LAUSR

Abstract Bone tissue engineered scaffolds can improve and accelerate the tissue regeneration alongside controlled release of drugs and signaling molecules while providing a suitable condition for cell adhesion and, proliferation. The current study involves the fabrication of Poly (ɛ-caprolactone) (PCL) electrospun scaffolds enriched with vitamin D3 (VD3)-loaded layered double hydroxides (LDHs) nanohybrid, in different concentrations. Characterizations confirmed successful synthesis of LDH and formation of crystalline planes and intercalation of VD3 in LDH with 65% encapsulation efficiency. Addition of low concentrations of LDHs nanohybrid to PCL scaffold led to a decrease in the fiber diameter; however, an increase in the surface roughness was observed at higher concentrations. Mechanical properties and porosity of the scaffolds were also evaluated and the results showed a decrease in elongation modulus in nanohybrid enriched scaffolds and no significant differences in porosity percentage was observed.
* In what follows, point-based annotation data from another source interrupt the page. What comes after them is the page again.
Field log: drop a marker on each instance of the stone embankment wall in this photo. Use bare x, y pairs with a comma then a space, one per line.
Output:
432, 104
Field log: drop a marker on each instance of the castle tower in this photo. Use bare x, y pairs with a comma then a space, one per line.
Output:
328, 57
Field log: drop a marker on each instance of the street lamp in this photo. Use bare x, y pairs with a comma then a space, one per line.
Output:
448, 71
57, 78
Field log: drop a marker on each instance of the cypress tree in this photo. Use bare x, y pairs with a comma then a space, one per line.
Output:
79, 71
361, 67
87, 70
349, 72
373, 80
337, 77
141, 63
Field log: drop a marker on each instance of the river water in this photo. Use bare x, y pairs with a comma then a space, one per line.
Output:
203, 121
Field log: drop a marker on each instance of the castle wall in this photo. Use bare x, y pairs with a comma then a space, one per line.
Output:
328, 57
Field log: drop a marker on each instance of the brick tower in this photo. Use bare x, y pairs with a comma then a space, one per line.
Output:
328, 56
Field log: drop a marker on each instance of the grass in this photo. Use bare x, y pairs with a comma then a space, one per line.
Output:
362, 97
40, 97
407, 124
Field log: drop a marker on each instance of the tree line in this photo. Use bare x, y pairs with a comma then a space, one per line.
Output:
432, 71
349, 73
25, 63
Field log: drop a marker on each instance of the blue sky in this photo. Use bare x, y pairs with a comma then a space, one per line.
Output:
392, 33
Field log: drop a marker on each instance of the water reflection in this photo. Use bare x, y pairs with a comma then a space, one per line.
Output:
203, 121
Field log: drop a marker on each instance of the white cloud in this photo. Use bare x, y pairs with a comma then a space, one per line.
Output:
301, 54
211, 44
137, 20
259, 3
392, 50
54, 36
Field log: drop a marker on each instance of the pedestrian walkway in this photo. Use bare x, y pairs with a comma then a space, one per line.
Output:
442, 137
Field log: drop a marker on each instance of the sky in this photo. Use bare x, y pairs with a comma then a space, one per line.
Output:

Studies on bioactivity of scaffolds subjected to simulated body fluid (10 X SBF) indicated that the VD3 encouraged the formation of apatite-like crystals in vitro. Furthermore, the degradation rate of scaffolds increased due to the addition of nanohybrid. The cumulative release of VD3 showed the same pattern for all scaffolds through the diffusion as the main controlling mechanism of release. In vitro biological responses of the scaffolds were studied using MG-63 cell lines culture. The results indicated that nanohybrid containing scaffolds could highly support cell adhesion and proliferation. Likewise, alkaline phosphatase activity as an indicator of osteoconductivity for scaffolds showed no significant differences between nanohybrid containing and pure PCL scaffolds (p > .05). The results confirmed the potential of VD3-loaded LDH/PCL electrospun scaffolds for bone tissue engineering.